Wenn Organisationen Leistung und Verhalten der Beschäftigten überwachen wollen, ist dies nicht oder nur unter bestimmten Bedingungen möglich. Ein Urteil gibt Hinweise dazu.

Übersicht

  1. Der Fall
  2. Leistungsdaten in Logistikprozessen
  3. Untersagung der Datenverarbeitung
  4. Verarbeitung wird als erforderlich angesehen
  5. Fazit

1) Der Fall

Leistungsdaten

In dem vom Verwaltungsgericht Hannover behandelten Fall betreibt ein Unternehmen ein großes Logistikzentrum in Niedersachsen. Das Zentrum erstreckt sich über 64.000 Quadratmeter und beschäftigt zwischen 1.700 und 2.200 Mitarbeiter. Diese Mitarbeiter bearbeiten täglich durchschnittlich 220.000 Pakete, was 153 Paketen pro Minute entspricht. Das Unternehmen garantiert Termine für den Paketversand, was bedeutet, dass nur etwa vier Stunden zwischen der Auftragserteilung und der Übergabe der Pakete an das Transportunternehmen verbleiben.

2) Leistungsdaten in Logistikprozessen

Die Mitarbeiter nutzen Handscanner, die jeden Arbeitsschritt in Echtzeit dokumentieren, und die Auswertung erfolgt über verschiedene Softwares. Das Unternehmen nutzt die minutengenauen Leistungswerte der Mitarbeiter, um die Logistikprozesse zu steuern. Ein aktuelles Urteil klärt die Zulässigkeit dieser Datenerhebung und Überwachung. Beispielsweise reagiert das Unternehmen auf zu langsame Paketabfertigung in bestimmten Bereichen durch Umverteilung von Mitarbeitern. Dank der Handscanner können die Mitarbeiter im gesamten Logistikzentrum jederzeit lokalisiert werden. Die Leistungsdaten werden auch für flexible Einsatzplanung sowie Feedbackgespräche, berufliche Qualifizierungen und Personalentscheidungen wie Ent- oder Weiterbefristung von Arbeitsverträgen verwendet.

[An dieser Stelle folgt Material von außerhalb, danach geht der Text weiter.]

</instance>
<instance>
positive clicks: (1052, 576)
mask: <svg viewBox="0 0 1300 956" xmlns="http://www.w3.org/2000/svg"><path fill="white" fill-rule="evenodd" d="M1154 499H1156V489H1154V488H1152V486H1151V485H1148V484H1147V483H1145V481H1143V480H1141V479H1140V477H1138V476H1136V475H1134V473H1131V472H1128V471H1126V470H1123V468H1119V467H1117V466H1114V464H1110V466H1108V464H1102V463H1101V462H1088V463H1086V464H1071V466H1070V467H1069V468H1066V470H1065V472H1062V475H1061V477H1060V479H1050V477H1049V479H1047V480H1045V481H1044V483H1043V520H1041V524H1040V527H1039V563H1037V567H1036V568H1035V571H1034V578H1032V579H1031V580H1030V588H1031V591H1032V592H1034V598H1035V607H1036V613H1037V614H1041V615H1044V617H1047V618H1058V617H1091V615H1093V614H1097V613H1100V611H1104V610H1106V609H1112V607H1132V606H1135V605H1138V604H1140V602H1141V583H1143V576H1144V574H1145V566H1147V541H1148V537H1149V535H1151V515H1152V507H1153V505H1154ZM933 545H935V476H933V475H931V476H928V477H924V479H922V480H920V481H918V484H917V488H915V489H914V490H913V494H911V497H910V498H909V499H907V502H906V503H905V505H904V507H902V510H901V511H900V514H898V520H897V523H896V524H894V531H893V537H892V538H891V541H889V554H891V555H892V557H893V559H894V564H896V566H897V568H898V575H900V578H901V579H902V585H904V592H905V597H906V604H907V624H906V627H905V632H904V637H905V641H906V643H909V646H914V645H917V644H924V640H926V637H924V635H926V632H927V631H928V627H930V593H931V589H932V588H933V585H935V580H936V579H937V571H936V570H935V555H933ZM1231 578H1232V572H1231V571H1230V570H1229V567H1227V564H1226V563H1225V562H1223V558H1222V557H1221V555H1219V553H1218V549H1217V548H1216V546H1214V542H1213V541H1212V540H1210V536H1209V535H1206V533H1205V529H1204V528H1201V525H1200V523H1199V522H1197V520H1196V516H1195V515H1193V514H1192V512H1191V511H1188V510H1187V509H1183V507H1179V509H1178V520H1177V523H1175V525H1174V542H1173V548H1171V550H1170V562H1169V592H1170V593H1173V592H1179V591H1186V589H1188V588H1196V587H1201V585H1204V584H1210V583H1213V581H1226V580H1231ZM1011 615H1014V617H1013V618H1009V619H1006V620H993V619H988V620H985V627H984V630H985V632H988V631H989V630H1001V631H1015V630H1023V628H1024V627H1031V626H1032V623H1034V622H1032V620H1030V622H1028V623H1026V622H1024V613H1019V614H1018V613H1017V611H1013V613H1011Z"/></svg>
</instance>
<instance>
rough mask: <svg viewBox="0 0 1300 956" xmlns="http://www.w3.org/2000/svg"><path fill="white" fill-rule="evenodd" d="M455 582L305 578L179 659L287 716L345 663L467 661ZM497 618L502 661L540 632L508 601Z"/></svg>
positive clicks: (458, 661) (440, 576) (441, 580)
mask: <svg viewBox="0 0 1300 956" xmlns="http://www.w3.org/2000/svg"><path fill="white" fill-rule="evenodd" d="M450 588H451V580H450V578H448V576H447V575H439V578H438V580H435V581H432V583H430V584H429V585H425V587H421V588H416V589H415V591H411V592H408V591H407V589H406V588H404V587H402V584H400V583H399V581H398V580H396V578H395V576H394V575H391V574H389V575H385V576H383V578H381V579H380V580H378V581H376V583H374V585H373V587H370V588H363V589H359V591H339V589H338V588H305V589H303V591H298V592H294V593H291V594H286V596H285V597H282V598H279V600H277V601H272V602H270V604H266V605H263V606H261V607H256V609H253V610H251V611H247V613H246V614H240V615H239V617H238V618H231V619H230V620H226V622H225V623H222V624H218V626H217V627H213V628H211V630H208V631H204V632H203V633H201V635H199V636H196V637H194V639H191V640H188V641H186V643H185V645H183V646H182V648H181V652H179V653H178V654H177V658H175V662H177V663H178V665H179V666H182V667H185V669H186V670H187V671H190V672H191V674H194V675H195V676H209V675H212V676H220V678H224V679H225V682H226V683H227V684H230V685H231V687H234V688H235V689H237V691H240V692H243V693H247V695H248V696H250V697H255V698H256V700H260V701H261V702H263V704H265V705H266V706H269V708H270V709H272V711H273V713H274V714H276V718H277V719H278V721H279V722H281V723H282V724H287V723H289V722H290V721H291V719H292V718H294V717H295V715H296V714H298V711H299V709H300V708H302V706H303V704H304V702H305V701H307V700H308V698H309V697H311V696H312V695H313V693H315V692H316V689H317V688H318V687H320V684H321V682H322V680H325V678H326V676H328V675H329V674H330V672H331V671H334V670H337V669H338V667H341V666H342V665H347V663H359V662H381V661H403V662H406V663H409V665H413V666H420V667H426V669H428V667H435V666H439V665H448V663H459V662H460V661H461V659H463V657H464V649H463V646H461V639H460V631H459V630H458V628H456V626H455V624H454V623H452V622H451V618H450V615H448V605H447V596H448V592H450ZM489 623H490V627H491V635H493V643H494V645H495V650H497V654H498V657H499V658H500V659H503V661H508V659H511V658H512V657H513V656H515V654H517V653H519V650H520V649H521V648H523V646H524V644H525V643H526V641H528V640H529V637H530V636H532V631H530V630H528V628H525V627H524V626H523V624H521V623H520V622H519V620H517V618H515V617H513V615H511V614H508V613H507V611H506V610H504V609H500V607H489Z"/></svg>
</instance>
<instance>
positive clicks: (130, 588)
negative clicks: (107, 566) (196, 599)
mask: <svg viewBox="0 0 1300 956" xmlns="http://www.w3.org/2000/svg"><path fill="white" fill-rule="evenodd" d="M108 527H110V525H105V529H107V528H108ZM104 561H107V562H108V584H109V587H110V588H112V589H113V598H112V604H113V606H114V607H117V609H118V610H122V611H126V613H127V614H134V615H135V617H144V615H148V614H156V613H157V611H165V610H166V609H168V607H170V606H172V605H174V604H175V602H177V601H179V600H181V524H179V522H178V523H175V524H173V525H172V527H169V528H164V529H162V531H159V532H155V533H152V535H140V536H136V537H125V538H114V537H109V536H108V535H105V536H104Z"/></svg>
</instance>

3) Untersagung der Datenverarbeitung

Die Landesbeauftragte für den Datenschutz (LfD) Niedersachsen startete 2017 eine datenschutzrechtliche Untersuchung gegen das Unternehmen. Im Jahr 2020 präsentierte das Unternehmen Datenschutz-Folgenabschätzungen für verschiedene Anwendungen. Im Oktober 2020 untersagte die LfD dem Unternehmen die kontinuierliche Erhebung von aktuellen und minutengenauen Leistungsdaten der Mitarbeiter für die Erstellung von Profilen, Feedbackgesprächen und Prozessanalysen. Die LfD begründete dies mit einem Verstoß gegen § 26 des Bundesdatenschutzgesetzes (BDSG), da die minutengenaue Erfassung nicht notwendig sei und einen unverhältnismäßigen Druck auf die Mitarbeiter ausübe. Das Unternehmen hat gegen diese Untersagung vor dem Verwaltungsgericht Hannover geklagt.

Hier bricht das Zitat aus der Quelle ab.